Chapter 1055 Butchered exam
The moment the words left his mouth—”By needing to.”—the classroom fell into a strange, heavy quiet. It wasn’t reverent silence, nor mocking silence, but something in between. A few students exchanged looks as if expecting a punchline; others smirked, assuming Lucavion was trying to be dramatic or clever. Yet the weight in his tone lingered longer than anyone anticipated, settling into the room like dust after a collapse.

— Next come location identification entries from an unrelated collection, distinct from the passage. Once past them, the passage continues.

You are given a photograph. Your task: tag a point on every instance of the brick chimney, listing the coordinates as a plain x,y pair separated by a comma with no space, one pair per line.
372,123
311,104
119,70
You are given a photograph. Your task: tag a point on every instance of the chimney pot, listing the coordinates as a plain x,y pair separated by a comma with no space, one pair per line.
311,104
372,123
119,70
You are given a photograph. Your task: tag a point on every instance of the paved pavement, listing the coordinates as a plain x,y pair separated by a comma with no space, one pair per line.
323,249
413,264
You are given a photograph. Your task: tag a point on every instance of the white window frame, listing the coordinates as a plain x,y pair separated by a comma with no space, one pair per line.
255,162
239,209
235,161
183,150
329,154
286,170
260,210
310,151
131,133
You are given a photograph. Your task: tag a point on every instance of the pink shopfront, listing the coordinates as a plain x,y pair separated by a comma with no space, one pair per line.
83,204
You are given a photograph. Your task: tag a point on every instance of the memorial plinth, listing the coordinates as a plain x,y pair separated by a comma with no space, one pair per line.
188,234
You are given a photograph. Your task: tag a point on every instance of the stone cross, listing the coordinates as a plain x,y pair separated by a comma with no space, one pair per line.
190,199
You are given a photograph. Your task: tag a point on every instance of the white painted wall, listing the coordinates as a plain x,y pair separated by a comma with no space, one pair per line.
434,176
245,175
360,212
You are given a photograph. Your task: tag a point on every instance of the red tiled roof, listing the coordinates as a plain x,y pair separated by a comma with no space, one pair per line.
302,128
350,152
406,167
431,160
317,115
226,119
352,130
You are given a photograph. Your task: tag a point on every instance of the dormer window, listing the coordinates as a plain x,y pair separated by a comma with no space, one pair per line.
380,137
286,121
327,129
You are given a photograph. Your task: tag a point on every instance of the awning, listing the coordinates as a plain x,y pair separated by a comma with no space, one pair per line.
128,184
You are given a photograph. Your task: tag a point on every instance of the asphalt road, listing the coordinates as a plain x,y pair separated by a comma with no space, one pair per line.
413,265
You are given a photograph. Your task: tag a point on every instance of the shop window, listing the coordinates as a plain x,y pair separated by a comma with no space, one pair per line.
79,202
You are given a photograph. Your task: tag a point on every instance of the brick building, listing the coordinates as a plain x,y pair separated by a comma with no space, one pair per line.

Selenne did not blink. She watched him instead, waiting for the shift beneath the surface. And she saw it—the tiniest flinch, so quick and controlled that no one else in the room seemed to register it. But she was close, far too close, and her senses were sharpened not by empathy but by irritation and scrutiny. His fingers tensed. His shoulders drew inward by a hair. He regretted saying it, or perhaps he regretted saying it honestly.
Lucavion seemed to realize the silence had stretched uncomfortably. He cleared his throat, then lifted one shoulder in a half-shrug. “Or,” he added lightly, “since I’m a genius, maybe it just came naturally.”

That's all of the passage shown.